The compassionate-booker, having come to realise their ‘please forward,’ emails with their threats of certain death or bad luck should you not comply, have been trashed immediately have taken their game to Facebook.
However, they have learnt that their attempts to terrorise you into forwarding their e-mails have failed, they now choose to play the guilt card. A real example of one of these statuses is as follows:
“A cancer patient has only one wish, to kick cancer’s butt. I know that 97% of you won’t repost this as your status, but my friends will be the 3% that do. So in honour of someone who died, or is fighting cancer post this.”

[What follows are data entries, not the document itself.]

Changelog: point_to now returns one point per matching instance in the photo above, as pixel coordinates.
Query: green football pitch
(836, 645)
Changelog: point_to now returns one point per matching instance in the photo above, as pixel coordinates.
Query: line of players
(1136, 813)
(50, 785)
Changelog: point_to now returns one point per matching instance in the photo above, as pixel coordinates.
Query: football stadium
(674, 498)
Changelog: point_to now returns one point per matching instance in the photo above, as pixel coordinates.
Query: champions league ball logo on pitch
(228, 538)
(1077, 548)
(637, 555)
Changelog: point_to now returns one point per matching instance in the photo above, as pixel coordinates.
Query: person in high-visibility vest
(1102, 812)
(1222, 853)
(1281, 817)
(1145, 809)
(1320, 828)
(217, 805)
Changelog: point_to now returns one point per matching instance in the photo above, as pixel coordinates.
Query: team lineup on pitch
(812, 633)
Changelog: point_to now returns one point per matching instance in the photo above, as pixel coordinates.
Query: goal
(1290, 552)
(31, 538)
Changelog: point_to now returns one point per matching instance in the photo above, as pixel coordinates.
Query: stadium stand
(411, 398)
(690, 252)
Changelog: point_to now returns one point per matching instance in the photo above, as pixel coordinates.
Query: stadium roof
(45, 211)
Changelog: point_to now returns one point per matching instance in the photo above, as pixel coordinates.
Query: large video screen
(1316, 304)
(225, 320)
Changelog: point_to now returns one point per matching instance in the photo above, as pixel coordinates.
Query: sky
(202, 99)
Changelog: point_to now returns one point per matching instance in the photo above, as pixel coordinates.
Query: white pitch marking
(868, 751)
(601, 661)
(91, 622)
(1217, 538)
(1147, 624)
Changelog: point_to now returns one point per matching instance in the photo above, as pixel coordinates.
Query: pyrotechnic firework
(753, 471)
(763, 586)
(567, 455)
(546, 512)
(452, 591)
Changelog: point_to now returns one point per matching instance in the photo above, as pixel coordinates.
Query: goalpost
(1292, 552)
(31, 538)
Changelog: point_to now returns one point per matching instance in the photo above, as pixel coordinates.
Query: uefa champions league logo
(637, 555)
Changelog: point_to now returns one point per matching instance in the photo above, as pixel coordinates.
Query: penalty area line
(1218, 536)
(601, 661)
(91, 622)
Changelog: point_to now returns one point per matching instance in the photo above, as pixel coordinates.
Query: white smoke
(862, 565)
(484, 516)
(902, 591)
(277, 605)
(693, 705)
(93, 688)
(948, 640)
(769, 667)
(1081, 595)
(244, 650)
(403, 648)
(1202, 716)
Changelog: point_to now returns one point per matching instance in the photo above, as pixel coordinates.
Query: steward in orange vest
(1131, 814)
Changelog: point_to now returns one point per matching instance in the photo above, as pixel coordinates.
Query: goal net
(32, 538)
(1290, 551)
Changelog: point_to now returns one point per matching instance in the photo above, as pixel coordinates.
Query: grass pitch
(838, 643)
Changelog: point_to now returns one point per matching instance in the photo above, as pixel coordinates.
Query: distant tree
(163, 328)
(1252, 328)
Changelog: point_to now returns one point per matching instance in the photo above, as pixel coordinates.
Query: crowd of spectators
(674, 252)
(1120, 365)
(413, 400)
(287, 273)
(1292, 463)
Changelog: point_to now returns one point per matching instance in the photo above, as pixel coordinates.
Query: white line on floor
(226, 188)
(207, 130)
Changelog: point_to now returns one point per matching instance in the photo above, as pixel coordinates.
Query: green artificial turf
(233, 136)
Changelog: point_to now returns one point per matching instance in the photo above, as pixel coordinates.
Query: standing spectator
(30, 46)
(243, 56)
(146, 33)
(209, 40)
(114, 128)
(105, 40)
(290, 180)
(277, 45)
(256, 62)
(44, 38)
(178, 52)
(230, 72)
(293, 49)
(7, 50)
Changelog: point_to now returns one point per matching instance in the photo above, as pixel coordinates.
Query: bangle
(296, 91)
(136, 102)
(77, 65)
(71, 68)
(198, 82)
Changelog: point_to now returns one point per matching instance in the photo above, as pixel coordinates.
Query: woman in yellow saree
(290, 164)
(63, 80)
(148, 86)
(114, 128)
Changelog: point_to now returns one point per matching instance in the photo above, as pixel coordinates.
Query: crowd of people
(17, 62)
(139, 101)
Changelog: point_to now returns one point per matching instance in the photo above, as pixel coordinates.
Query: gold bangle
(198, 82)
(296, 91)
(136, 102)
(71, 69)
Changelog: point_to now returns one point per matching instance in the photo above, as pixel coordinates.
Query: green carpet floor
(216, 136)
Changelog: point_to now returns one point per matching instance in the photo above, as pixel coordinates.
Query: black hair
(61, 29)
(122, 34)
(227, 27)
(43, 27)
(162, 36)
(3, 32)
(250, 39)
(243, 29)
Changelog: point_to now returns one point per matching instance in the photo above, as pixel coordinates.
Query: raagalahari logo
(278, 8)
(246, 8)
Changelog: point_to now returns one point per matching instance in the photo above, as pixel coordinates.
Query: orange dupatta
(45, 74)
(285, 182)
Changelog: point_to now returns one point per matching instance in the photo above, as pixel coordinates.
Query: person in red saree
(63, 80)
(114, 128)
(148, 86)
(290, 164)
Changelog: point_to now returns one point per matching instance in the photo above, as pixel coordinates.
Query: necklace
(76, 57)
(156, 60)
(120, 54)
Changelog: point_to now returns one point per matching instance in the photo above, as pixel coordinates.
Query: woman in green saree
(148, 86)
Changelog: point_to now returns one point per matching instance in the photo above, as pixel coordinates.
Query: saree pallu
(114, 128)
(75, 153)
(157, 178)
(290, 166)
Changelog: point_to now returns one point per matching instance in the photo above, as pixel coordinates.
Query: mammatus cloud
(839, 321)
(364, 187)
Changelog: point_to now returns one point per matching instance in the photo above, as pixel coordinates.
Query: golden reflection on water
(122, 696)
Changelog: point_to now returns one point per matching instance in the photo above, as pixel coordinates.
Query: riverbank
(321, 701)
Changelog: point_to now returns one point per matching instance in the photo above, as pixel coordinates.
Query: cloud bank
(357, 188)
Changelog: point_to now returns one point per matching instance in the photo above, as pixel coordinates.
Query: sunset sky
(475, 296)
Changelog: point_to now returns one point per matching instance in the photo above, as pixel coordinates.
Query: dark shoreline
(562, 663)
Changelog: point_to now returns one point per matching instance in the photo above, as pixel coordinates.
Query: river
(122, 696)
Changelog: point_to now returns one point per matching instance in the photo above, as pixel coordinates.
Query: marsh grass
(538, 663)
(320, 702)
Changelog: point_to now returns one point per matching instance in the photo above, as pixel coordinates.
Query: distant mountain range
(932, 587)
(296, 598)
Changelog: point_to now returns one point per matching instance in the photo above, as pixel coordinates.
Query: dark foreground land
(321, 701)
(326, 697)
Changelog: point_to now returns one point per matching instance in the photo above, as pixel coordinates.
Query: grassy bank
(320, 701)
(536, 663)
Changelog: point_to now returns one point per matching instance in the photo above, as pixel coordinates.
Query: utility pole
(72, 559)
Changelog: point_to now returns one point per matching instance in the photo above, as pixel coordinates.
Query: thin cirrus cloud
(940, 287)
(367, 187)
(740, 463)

Let’s take a magnifying glass to this. As you can see, right off they open with the big guns, in this case, cancer. Of course, it could be anything truly awful, such as rape, abandonment, Google Buzz. Shrewdly, the status appeals also to your innate desire to be liked (why you’re on Facebook in the first place) with the 3% friend comment. Like any well-written treatise, it closes off by linking back to what was opened with, another big gun, as it appeals to your milk of human kindness.
Despite all this, there was one moment last year when even I, your esteemed writer, fell prey to this and copy and pasted one of these statuses:
“Put this as your status if you know/are related to someone who suffers from being a Sharks fan. Being a Sharks fan is a real disorder and should be taken seriously. There is no known cure for Sharks Fan Disorder. Show your sympathy for them and the beating they will take from the Stormers this Saturday by resposting this. Sadly, 90% of those who suffer from Sharks Fan Disorder won’t repost this because they don’t know how to copy & paste.”

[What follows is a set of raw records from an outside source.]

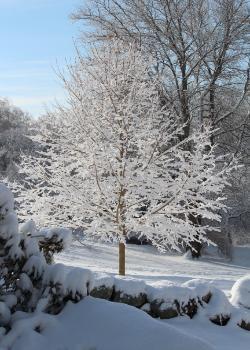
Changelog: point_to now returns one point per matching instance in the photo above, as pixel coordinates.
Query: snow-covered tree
(14, 126)
(113, 160)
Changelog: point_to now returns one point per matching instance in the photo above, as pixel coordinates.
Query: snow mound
(64, 234)
(78, 281)
(167, 291)
(129, 286)
(240, 293)
(218, 305)
(6, 200)
(101, 325)
(103, 280)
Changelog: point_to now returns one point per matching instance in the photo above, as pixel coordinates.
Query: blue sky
(35, 36)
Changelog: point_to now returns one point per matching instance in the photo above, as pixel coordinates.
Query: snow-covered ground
(95, 324)
(145, 262)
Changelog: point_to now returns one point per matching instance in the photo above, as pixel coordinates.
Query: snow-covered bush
(28, 280)
(240, 293)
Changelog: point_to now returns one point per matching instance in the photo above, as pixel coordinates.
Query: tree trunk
(122, 259)
(195, 246)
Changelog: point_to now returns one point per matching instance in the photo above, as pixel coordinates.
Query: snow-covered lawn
(145, 262)
(96, 324)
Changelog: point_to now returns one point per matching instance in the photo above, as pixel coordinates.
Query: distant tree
(14, 126)
(115, 150)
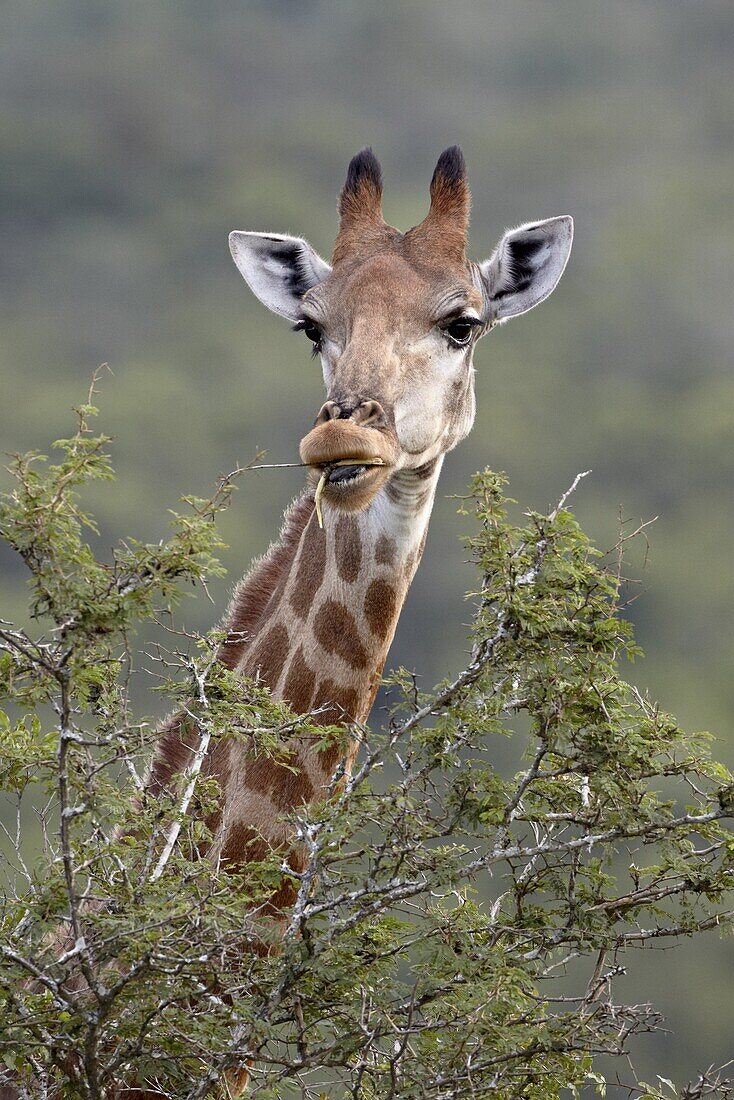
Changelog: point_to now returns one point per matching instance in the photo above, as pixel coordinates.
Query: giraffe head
(395, 318)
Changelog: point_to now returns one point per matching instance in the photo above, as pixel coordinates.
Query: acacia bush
(457, 932)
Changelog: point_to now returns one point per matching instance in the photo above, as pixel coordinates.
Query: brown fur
(311, 568)
(337, 631)
(299, 683)
(254, 593)
(348, 546)
(380, 605)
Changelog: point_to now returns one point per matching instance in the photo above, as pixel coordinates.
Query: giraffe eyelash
(303, 326)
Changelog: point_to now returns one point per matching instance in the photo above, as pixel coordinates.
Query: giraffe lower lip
(341, 474)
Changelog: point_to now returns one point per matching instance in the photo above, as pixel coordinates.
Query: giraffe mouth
(341, 475)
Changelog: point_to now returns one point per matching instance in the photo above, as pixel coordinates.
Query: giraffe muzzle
(357, 461)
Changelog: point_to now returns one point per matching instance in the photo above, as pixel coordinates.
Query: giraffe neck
(313, 620)
(324, 629)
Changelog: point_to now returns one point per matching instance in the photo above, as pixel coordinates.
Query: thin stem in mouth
(325, 476)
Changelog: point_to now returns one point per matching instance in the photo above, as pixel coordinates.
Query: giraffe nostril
(328, 411)
(369, 413)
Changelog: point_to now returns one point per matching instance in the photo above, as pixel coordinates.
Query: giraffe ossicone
(394, 319)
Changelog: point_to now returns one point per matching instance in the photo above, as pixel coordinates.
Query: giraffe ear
(526, 265)
(278, 270)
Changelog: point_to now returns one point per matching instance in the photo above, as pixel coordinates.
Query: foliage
(457, 932)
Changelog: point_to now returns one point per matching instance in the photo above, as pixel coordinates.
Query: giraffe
(394, 319)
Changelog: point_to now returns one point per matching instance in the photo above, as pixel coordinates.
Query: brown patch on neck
(287, 788)
(336, 631)
(270, 655)
(348, 545)
(260, 591)
(385, 550)
(299, 683)
(381, 607)
(309, 578)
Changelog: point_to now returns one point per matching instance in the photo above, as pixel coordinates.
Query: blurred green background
(135, 135)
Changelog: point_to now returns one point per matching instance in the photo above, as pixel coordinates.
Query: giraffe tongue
(344, 473)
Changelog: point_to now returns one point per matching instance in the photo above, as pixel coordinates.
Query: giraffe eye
(313, 331)
(459, 330)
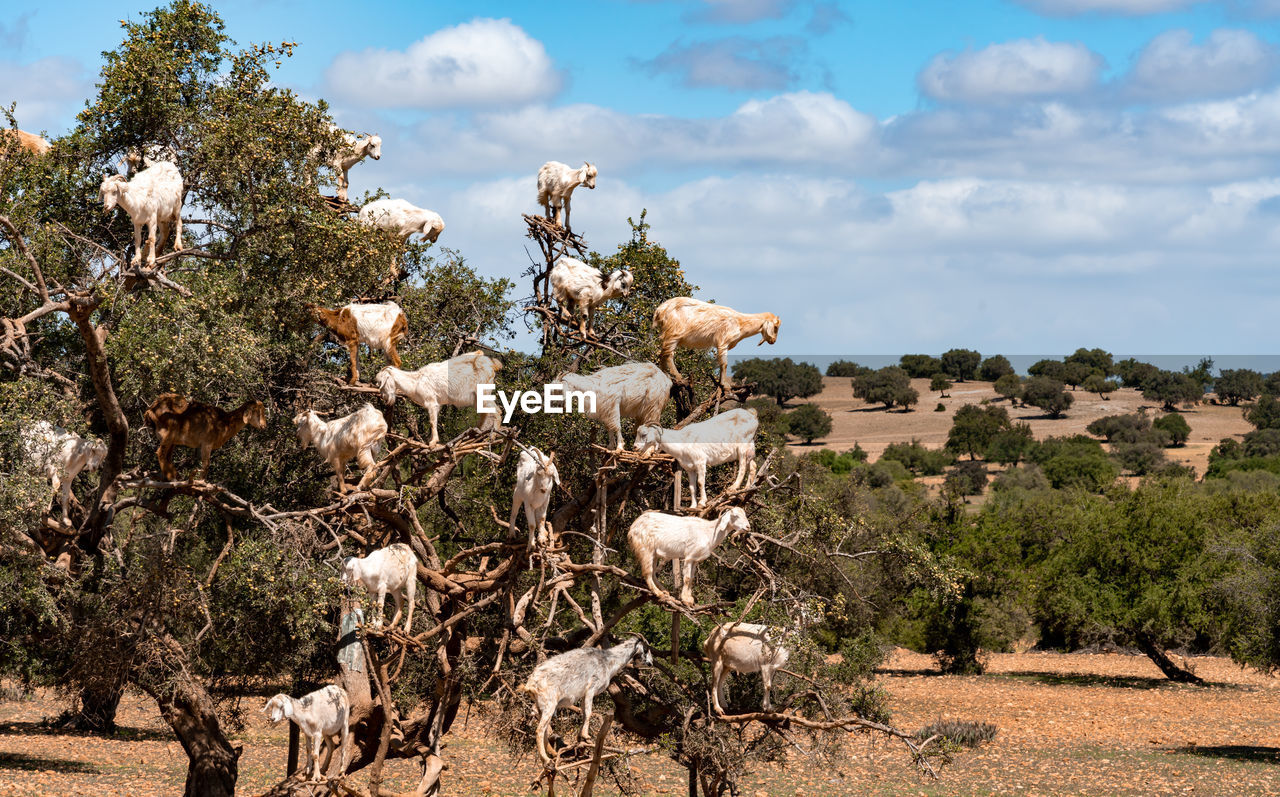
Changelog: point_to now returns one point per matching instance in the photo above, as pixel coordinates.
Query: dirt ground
(1068, 724)
(874, 429)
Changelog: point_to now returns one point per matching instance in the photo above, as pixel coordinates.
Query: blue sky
(1011, 175)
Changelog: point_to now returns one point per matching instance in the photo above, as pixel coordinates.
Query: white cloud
(1027, 68)
(48, 92)
(483, 63)
(1173, 67)
(1128, 8)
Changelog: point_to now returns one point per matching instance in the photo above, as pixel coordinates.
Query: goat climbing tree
(188, 589)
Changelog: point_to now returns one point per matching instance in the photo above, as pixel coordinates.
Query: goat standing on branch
(320, 715)
(743, 647)
(698, 325)
(580, 288)
(379, 326)
(154, 198)
(556, 184)
(636, 390)
(451, 383)
(392, 569)
(62, 456)
(535, 476)
(353, 435)
(727, 438)
(178, 421)
(575, 677)
(684, 540)
(353, 151)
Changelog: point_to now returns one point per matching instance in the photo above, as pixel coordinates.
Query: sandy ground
(874, 429)
(1068, 724)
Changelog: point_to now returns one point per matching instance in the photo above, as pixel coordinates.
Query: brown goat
(179, 421)
(379, 326)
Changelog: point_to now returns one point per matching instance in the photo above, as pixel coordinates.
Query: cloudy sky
(1010, 175)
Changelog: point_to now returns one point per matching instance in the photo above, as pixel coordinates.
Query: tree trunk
(1166, 665)
(211, 761)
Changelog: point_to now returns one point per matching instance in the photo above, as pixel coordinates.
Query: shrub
(917, 458)
(1235, 385)
(844, 367)
(808, 422)
(890, 386)
(1047, 394)
(920, 366)
(973, 429)
(993, 367)
(1022, 477)
(960, 363)
(1175, 426)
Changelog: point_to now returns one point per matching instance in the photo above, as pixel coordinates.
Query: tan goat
(179, 421)
(698, 325)
(379, 326)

Well, we all know how that turned out.
These are only five out of a plethora of crimes Facebook users commit daily in their statuses. Of course many of you would claim that all of this occurs on Twitter as well.
Sadly, you would be correct. Like all things innovative and à la mode, the masses eventually catch on and want to be part of it, and as such, the great-unwashed masses of Facebook have brought their foreign Facebook customs to Twitter.
However, with time, they will come to forget these foul habits. To those already well versed in the ways of the revolutionary house of Twitter, we should not make calls for them to jump due to these Facebook-tendencies, but rather show them the correct ways.
One can only hope they’re quick about it.